I remember one winter afternoon when I was posting the honor rolls. We had three levels, highest honors, high honors and honors. It dawned on me that day that the top student in the tenth grade had been on the top of the highest honor roll for the past year and a half. I wondered what her secret of success had been. I decided to find out.
The next day around two o’clock I had our school secretary call Regina to my office. Ordinarily when a student gets summoned to the principal’s office, it’s for a pretty high level infraction that is so serious that it bypasses the assistant principal who makes his living dealing with routine disciplinary issues. So when Regina walked down the long hallway from the secretary’s desk to mine, she walked slowly and look very, very somber. When she reached the front of my desk I, in an equally somber mood, told her to be seated.
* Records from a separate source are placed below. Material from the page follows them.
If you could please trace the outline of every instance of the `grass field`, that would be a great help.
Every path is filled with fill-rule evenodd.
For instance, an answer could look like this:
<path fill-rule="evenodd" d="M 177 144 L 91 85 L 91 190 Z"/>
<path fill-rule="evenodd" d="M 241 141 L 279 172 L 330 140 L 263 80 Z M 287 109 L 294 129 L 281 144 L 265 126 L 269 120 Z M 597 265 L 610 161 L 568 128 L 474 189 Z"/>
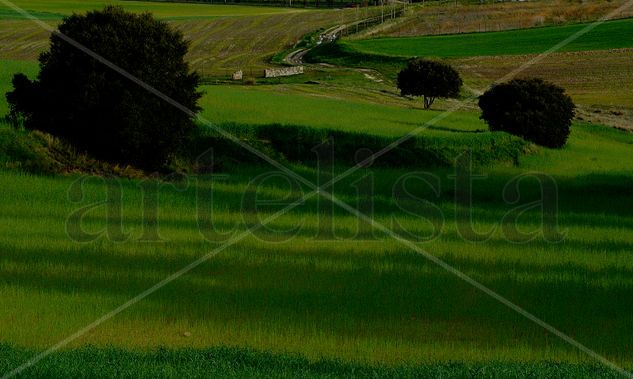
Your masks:
<path fill-rule="evenodd" d="M 6 358 L 0 372 L 34 354 L 0 345 Z M 103 359 L 95 360 L 95 356 Z M 4 365 L 3 365 L 4 364 Z M 401 367 L 369 366 L 341 361 L 309 361 L 296 355 L 273 355 L 237 348 L 186 350 L 154 350 L 130 352 L 122 349 L 84 348 L 54 354 L 28 372 L 32 378 L 67 378 L 69 376 L 102 376 L 136 378 L 168 378 L 186 376 L 203 378 L 332 378 L 332 377 L 490 377 L 496 373 L 521 377 L 617 378 L 618 374 L 596 365 L 570 365 L 553 362 L 528 364 L 494 363 L 415 365 Z"/>
<path fill-rule="evenodd" d="M 203 115 L 209 120 L 244 124 L 280 123 L 307 125 L 351 132 L 401 136 L 438 116 L 441 111 L 425 112 L 418 108 L 378 105 L 355 101 L 335 93 L 284 93 L 281 86 L 205 86 L 202 100 Z M 297 111 L 300 110 L 300 111 Z M 444 130 L 448 129 L 448 130 Z M 454 117 L 429 129 L 429 133 L 450 136 L 455 132 L 476 132 L 486 125 L 473 112 L 457 112 Z M 459 133 L 457 133 L 459 134 Z"/>
<path fill-rule="evenodd" d="M 240 5 L 119 3 L 168 19 L 191 42 L 187 56 L 191 65 L 204 75 L 225 77 L 237 70 L 249 76 L 262 76 L 276 53 L 292 47 L 304 35 L 356 17 L 349 9 L 312 11 Z M 58 14 L 100 8 L 105 2 L 27 0 L 17 4 L 56 25 Z M 0 5 L 0 60 L 36 60 L 48 47 L 49 33 L 30 20 L 16 19 L 11 12 Z"/>
<path fill-rule="evenodd" d="M 14 69 L 34 71 L 32 64 L 9 64 Z M 435 114 L 317 96 L 311 92 L 314 85 L 285 87 L 292 87 L 290 93 L 295 95 L 304 94 L 285 95 L 279 91 L 284 85 L 207 86 L 205 116 L 216 122 L 296 123 L 399 135 Z M 297 109 L 302 112 L 292 112 Z M 413 125 L 401 125 L 403 122 Z M 459 113 L 442 125 L 448 130 L 429 133 L 468 138 L 468 132 L 481 128 L 476 114 L 469 112 Z M 460 129 L 463 132 L 456 133 Z M 399 213 L 392 186 L 405 171 L 372 170 L 377 184 L 375 218 L 389 224 L 396 215 L 402 227 L 420 234 L 430 233 L 442 220 L 441 235 L 421 246 L 630 367 L 633 239 L 629 229 L 633 218 L 627 209 L 633 182 L 632 144 L 630 134 L 577 124 L 562 151 L 538 150 L 523 157 L 518 167 L 481 168 L 480 174 L 487 179 L 477 181 L 474 188 L 473 220 L 477 231 L 495 229 L 485 243 L 461 237 L 462 209 L 453 200 L 450 170 L 434 171 L 442 183 L 435 200 L 444 216 L 431 219 L 432 223 Z M 310 178 L 315 175 L 310 168 L 294 168 Z M 227 168 L 227 176 L 213 182 L 214 222 L 220 232 L 252 225 L 255 216 L 243 213 L 241 194 L 249 180 L 267 171 L 258 166 Z M 514 175 L 529 171 L 546 172 L 558 183 L 559 225 L 566 232 L 562 243 L 552 244 L 539 236 L 529 244 L 517 244 L 508 240 L 501 228 L 501 218 L 514 207 L 501 200 L 503 187 Z M 335 189 L 353 206 L 361 206 L 352 185 L 359 179 L 361 175 L 355 175 Z M 45 348 L 219 243 L 205 238 L 208 230 L 201 232 L 198 227 L 197 194 L 208 196 L 209 178 L 191 182 L 184 191 L 167 184 L 161 187 L 160 242 L 139 242 L 153 225 L 144 218 L 139 183 L 110 182 L 121 185 L 121 223 L 126 237 L 116 242 L 117 234 L 112 232 L 109 238 L 102 236 L 82 244 L 68 238 L 67 216 L 103 197 L 102 179 L 87 183 L 81 203 L 67 200 L 72 177 L 2 172 L 0 182 L 0 325 L 6 326 L 0 334 L 3 342 L 13 346 L 5 348 L 11 362 L 7 365 L 28 355 L 15 346 Z M 426 187 L 414 188 L 416 195 L 433 196 Z M 523 188 L 527 197 L 522 201 L 538 194 L 533 184 Z M 283 181 L 266 184 L 261 195 L 288 200 Z M 97 349 L 55 355 L 35 373 L 62 376 L 77 370 L 83 360 L 96 365 L 89 367 L 101 367 L 104 359 L 110 359 L 104 354 L 114 354 L 130 372 L 146 370 L 145 362 L 156 359 L 168 365 L 167 372 L 195 372 L 183 371 L 195 369 L 182 360 L 210 353 L 174 350 L 156 358 L 145 351 L 157 346 L 236 346 L 273 354 L 298 353 L 311 361 L 341 360 L 340 365 L 327 365 L 332 371 L 326 370 L 326 374 L 331 375 L 344 375 L 354 365 L 362 366 L 355 370 L 377 370 L 384 375 L 392 372 L 389 370 L 401 370 L 393 375 L 416 376 L 445 369 L 453 370 L 447 375 L 459 375 L 456 373 L 463 370 L 536 370 L 536 375 L 544 375 L 552 369 L 564 370 L 567 376 L 599 375 L 596 369 L 585 366 L 535 364 L 589 361 L 422 257 L 380 234 L 373 236 L 367 225 L 338 209 L 332 219 L 336 242 L 315 238 L 328 225 L 317 216 L 316 209 L 314 199 L 307 201 L 274 222 L 273 229 L 229 248 L 71 345 L 81 348 L 91 344 Z M 97 233 L 108 225 L 104 211 L 97 208 L 83 219 L 89 232 Z M 266 209 L 261 216 L 273 211 Z M 296 225 L 301 225 L 298 235 L 283 238 L 279 231 Z M 522 216 L 522 230 L 537 227 L 538 213 Z M 102 350 L 110 345 L 119 350 Z M 236 376 L 244 372 L 264 375 L 266 367 L 273 367 L 270 372 L 279 375 L 294 373 L 292 367 L 285 366 L 283 356 L 261 358 L 257 353 L 249 358 L 255 361 L 255 369 L 240 363 L 247 353 L 229 352 L 216 353 L 218 358 L 208 363 L 208 369 L 229 370 Z M 262 361 L 270 366 L 262 367 Z M 448 361 L 462 363 L 449 369 L 443 366 Z M 421 364 L 431 366 L 418 367 Z M 400 365 L 415 367 L 398 368 Z M 326 375 L 320 369 L 306 370 L 302 375 Z"/>
<path fill-rule="evenodd" d="M 103 5 L 19 3 L 51 24 L 73 9 Z M 353 10 L 124 3 L 169 19 L 192 43 L 190 62 L 212 75 L 242 68 L 248 76 L 249 69 L 266 67 L 273 54 L 306 33 L 355 17 Z M 578 4 L 570 9 L 586 11 L 602 2 Z M 538 2 L 476 9 L 514 5 L 536 9 Z M 203 8 L 208 13 L 198 14 Z M 36 75 L 34 58 L 46 48 L 48 35 L 8 12 L 0 12 L 0 19 L 4 95 L 13 73 Z M 580 27 L 346 40 L 345 48 L 371 54 L 355 50 L 357 56 L 337 57 L 352 68 L 315 67 L 304 76 L 253 86 L 204 85 L 202 115 L 273 153 L 278 151 L 272 138 L 249 131 L 269 128 L 284 137 L 286 126 L 296 126 L 301 136 L 318 142 L 327 140 L 324 130 L 351 132 L 343 146 L 354 156 L 362 141 L 391 141 L 463 101 L 440 100 L 425 111 L 419 100 L 400 97 L 393 74 L 404 61 L 401 54 L 431 51 L 451 62 L 469 86 L 485 88 L 533 57 L 530 53 Z M 631 20 L 609 22 L 526 73 L 563 84 L 583 105 L 633 108 L 627 92 L 633 49 L 604 50 L 629 46 L 631 39 L 624 37 L 632 29 Z M 385 47 L 381 41 L 394 42 Z M 359 56 L 378 57 L 369 67 L 385 71 L 353 67 L 366 63 L 353 61 Z M 463 105 L 419 138 L 435 143 L 429 148 L 468 149 L 479 157 L 502 155 L 516 142 L 488 132 L 472 101 Z M 6 111 L 2 98 L 0 116 Z M 309 192 L 277 169 L 240 161 L 237 153 L 222 160 L 216 175 L 173 181 L 27 174 L 17 169 L 26 166 L 11 160 L 32 134 L 8 128 L 0 122 L 0 375 Z M 305 141 L 293 138 L 288 132 L 282 142 L 288 149 L 304 148 Z M 403 148 L 417 153 L 412 146 Z M 210 147 L 219 151 L 221 145 Z M 464 165 L 432 166 L 422 155 L 392 166 L 377 161 L 331 190 L 417 247 L 633 369 L 633 134 L 578 119 L 561 150 L 523 142 L 520 147 L 513 159 L 477 160 L 485 164 L 475 164 L 478 176 L 466 198 L 461 196 L 468 186 L 456 179 Z M 311 162 L 281 159 L 313 182 L 349 168 L 338 160 L 333 173 L 319 177 Z M 536 173 L 550 190 L 541 187 Z M 254 188 L 253 181 L 263 177 Z M 24 376 L 618 377 L 316 196 L 81 335 Z"/>
<path fill-rule="evenodd" d="M 12 0 L 16 6 L 36 12 L 48 19 L 61 19 L 72 13 L 100 9 L 106 5 L 119 5 L 131 12 L 152 12 L 158 18 L 217 18 L 255 16 L 293 12 L 291 9 L 275 7 L 254 7 L 222 4 L 191 4 L 170 2 L 143 2 L 128 0 Z M 296 10 L 295 10 L 296 12 Z M 0 4 L 0 19 L 23 19 L 19 12 Z"/>
<path fill-rule="evenodd" d="M 452 200 L 450 172 L 436 171 L 442 182 L 436 199 L 444 214 L 442 233 L 421 246 L 630 367 L 633 137 L 599 127 L 574 130 L 561 152 L 541 152 L 518 168 L 482 170 L 487 179 L 476 181 L 473 219 L 477 231 L 495 228 L 485 243 L 460 237 L 461 208 Z M 308 168 L 297 169 L 314 175 Z M 551 173 L 558 182 L 564 242 L 552 244 L 538 236 L 517 244 L 500 227 L 504 214 L 516 206 L 500 199 L 503 186 L 513 175 L 531 170 Z M 214 184 L 219 231 L 251 225 L 254 215 L 242 212 L 241 194 L 249 180 L 266 171 L 240 167 Z M 424 235 L 439 225 L 438 219 L 430 218 L 433 224 L 398 213 L 391 190 L 404 172 L 373 172 L 376 220 L 389 224 L 396 215 L 403 228 Z M 351 184 L 358 179 L 355 175 L 335 189 L 353 206 L 359 205 Z M 86 183 L 81 203 L 66 200 L 73 178 L 5 172 L 0 180 L 4 342 L 44 348 L 219 243 L 203 238 L 196 226 L 196 191 L 209 190 L 208 179 L 184 191 L 161 188 L 160 242 L 139 242 L 151 223 L 143 218 L 137 183 L 121 182 L 122 226 L 128 237 L 115 242 L 114 233 L 82 244 L 69 240 L 66 220 L 78 207 L 102 199 L 102 179 Z M 428 187 L 412 188 L 418 196 L 430 196 Z M 522 204 L 539 193 L 533 183 L 522 188 Z M 264 185 L 259 194 L 285 201 L 298 196 L 289 194 L 283 181 Z M 280 206 L 270 205 L 261 216 Z M 393 240 L 372 237 L 367 225 L 342 211 L 333 214 L 338 240 L 315 239 L 327 225 L 319 223 L 316 207 L 314 199 L 307 201 L 271 224 L 272 229 L 229 248 L 72 346 L 247 346 L 384 365 L 587 361 Z M 94 209 L 83 219 L 88 232 L 106 227 L 104 211 Z M 520 229 L 538 228 L 538 216 L 535 211 L 522 215 Z M 281 230 L 297 225 L 298 234 L 285 239 Z"/>
<path fill-rule="evenodd" d="M 375 38 L 347 42 L 360 52 L 401 56 L 461 58 L 542 53 L 588 24 L 447 36 Z M 633 19 L 608 21 L 558 51 L 633 47 Z"/>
Then, because I’m really not a bad sort of guy, I broke the ice and told her that I wanted to personally congratulare her on her academic achievement this marking period. She looked relieved to say the least.
But I then told her that I wanted to ask her a question. She said, cautiously, “All right.” So I asked what the secret of her success was. I told her I wanted to know how she managed to be in the number one spot on our highest honor roll every quarter since she started ninth grade.
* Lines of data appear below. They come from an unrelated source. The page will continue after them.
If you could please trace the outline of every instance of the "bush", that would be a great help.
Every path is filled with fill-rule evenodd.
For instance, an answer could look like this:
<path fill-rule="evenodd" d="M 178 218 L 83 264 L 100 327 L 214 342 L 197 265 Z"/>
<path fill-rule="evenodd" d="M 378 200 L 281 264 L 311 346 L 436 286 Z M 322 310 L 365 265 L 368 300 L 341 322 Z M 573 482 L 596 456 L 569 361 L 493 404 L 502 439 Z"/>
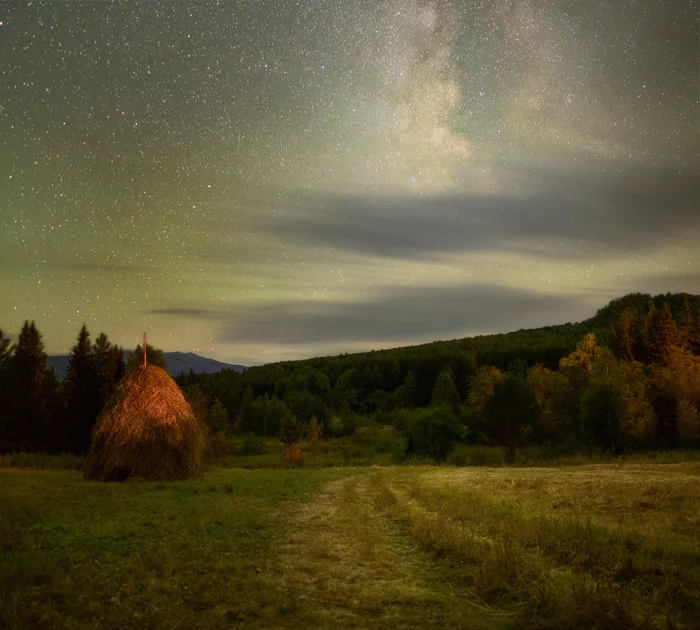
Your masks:
<path fill-rule="evenodd" d="M 447 406 L 414 412 L 407 427 L 409 454 L 427 455 L 444 460 L 462 437 L 463 427 Z"/>

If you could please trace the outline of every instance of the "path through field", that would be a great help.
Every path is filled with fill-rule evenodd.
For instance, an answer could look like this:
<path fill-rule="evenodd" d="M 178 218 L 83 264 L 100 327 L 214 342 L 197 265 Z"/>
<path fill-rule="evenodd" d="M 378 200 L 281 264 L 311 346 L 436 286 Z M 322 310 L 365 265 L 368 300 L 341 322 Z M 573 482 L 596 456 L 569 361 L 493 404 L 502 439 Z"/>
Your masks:
<path fill-rule="evenodd" d="M 266 577 L 315 627 L 691 628 L 699 474 L 377 469 L 296 504 Z"/>
<path fill-rule="evenodd" d="M 700 463 L 0 469 L 0 628 L 697 628 Z"/>
<path fill-rule="evenodd" d="M 494 627 L 445 567 L 381 511 L 377 475 L 330 483 L 290 514 L 268 567 L 288 613 L 334 628 Z"/>

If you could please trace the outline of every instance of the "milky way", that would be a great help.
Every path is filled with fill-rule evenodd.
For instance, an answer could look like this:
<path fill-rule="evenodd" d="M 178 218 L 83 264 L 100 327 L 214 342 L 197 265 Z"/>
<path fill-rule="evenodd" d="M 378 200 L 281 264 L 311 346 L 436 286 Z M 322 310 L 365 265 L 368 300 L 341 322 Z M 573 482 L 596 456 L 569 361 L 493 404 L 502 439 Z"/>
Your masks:
<path fill-rule="evenodd" d="M 698 2 L 4 2 L 0 327 L 239 362 L 700 292 Z"/>

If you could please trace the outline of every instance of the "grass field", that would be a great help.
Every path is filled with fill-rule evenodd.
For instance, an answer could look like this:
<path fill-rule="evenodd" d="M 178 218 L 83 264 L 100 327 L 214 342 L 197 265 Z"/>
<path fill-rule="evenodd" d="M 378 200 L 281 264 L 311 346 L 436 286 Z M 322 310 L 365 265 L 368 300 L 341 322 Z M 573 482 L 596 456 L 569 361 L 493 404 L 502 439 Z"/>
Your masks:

She thought for a long minute and then said simply, “I pay attention in class, I do all my homework…and I study for my tests.” I said, “That’s it?” She said softly that, yes, that was it. I thanked her for that information, congratulated her again and sent her back to class.
I gave Regina’s success formula a lot of thought in the following days. It made sense. And I have used it dozens of times in speaking to students and to parents. Of course, I elaborated on each point. It usually went something like this.
Students need to pay attention in class. When I speak to parents, and to teacher groups as well, I always stress the point that the class has to be in a teachable mode. If there is chaos in a classroom day after day, not even Einstein would be able to concentrate. Teachers must insure that the atmosphere is conducive to student concentration. Parents need to complain to the principal if that doesn’t seem to be the case in a particular class. Believe it or not, sometimes principals know this sorry situation exists but are hesitant to do anything about…until pressure from parents is put on them.
Students need to do homework. I know that the whole notion of assigning homework is often controversial but I believe that homework, when it is assigned properly, serves an enormous benefit. It must be regular, it must not be overly lengthy, and it must be collected and recorded. Homework reinforces the day’s lesson. Not only that, but it also affects positively retention of the material taught. But it must be done by the student…every time it’s assigned not just “most of the time.” Further, it must be done to completion.
Students must study for tests. This can be a really thorny problem for students and parents. What does “studying” mean? It can be as simple as re-reading the lesson covered today, or this week or these past two weeks. Reviewing old tests in preparation for a major exam is useful. Student study groups can be powerful learning experiences if they function properly. Properly means the group of three or four must ALL be serious students who are not getting together to talk about the latest movie, sports contest or rock star. The time spent in group study must focus on study…questioning one another, asking one another for help or explanation.
In a nutshell, this is my sermon to students and parents and, sometimes, teachers. It’s simplistic but it works. And I thank Regina everytime I give a talk on studying and success in high school.